Having a blog is easy, right? Blog, blogging CPR

All you have to do is come up with some content ideas, find the time to write informative and interesting articles and then promote the hell out of them.

How long can you keep that up?

A year? Six months? Three months?

It’s not as easy as you think, and before you know it, you’ve started to fill your blog with inane content about your business. Or you’ve stopped publishing stuff altogether.

Whichever of those paths you’ve taken, one thing is certain – your blog is on the verge of extinction. There’s either no content there to read, or it’s so inward-facing that your readers don’t want to read it.

Either way, you’re missing a trick. You need great, original content that will grab their attention and fire up their interest in what you do.

How to make your blog effective

Lesson 1: Read your blog posts

How does it sound – and be objective.

Does it teach the reader anything? Does it address the reader and draw them in? Are you asleep after the first sentence? Is it speaking to you?

You’ve completely missed the mark if it’s full of ‘we’ and ‘I’. Engagement comes from using the second person, which means lots of ‘you’ and ‘your.’ That way, you instantly involve the reader in your post. You’re building rapport, drawing them in, and gaining their trust.

Lesson 2: What does your article look like?

The way your article looks is essential. If it’s one solid block of text, it’s unlikely to be read.

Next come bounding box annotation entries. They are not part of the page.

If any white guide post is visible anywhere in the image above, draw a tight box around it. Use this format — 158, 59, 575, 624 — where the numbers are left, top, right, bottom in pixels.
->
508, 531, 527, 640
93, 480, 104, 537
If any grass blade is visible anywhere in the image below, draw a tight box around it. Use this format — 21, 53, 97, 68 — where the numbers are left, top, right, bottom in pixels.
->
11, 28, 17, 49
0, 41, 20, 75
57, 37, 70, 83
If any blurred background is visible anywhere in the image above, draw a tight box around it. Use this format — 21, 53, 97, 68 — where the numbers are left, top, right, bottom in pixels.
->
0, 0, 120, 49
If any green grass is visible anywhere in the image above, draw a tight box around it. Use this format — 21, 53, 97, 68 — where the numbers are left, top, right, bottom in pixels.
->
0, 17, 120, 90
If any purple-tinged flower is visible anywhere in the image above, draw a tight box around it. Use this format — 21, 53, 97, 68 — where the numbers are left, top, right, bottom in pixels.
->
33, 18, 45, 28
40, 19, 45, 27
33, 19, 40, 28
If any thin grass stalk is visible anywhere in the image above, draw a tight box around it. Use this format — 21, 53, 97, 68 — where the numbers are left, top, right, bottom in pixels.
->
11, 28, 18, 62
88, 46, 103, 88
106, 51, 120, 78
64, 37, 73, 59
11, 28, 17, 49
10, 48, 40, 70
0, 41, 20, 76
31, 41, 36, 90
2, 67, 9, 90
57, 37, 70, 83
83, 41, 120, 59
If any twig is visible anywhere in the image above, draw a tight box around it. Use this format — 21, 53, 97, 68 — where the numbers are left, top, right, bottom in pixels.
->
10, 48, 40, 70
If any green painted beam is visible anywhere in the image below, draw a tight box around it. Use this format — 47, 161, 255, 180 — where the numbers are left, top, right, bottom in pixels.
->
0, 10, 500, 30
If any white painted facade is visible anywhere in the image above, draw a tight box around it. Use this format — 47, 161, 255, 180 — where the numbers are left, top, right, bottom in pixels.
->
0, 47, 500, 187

But, if it’s broken into small paragraphs and subheadings like this one, your reader is more likely to hang around and have a read.

No one wants to read something that looks like War and Peace. For a start, very few people like reading from a screen, so if faced with a solid screen of text, they won’t bother reading it.

Using features such as:

  • Headings
  • Subheadings
  • Bulleted lists
  • Images

They will add interest to your post and make it look more welcoming.

Lesson 3: What happens at the end of your article?

Do you ask your reader to do anything? Or do you just let them wander off?

Adding a call to action makes a huge difference. It doesn’t have to make a sale; it could ask them to sign up for your newsletter or leave a comment. Asking them to take action involves them in your blog – it shows that their opinion matters to you.

Lesson 4: What are you writing about?

As you’ve probably guessed, I’m a freelance copywriter. When I started this blog, I decided that all my posts would be related to copywriting, marketing and social media.

So, when someone comes back to my blog, they have a fair idea of the kind of information they’ll find. If they want to find out about website copy or SEO, they know they can search for that term or check out my archive list, and they’ll find the information they need.

My blog acts as a mini directory for all things copywriting and marketing.

But if you have posts covering all manner of subjects on your blog, how will people know what they’ll find? Find your niche and stick to it. Make yourself an authority in your field, and people will flock to you for your help and advice.

Lesson 5: How does your blog look?

I’ve already talked about how your article should look; this time, I want to concentrate on the blog itself.

If it’s multi-coloured and full of ads, you’ll scare people away. Make yours a memorable brand by sticking with a couple of complimentary colours. It’ll become instantly recognisable, so when your readers return, it will be like slipping on a pair of comfortable slippers.

Blogging is a great way to help your SEO and make a name for yourself on the internet. But make sure you’re known for the right reasons.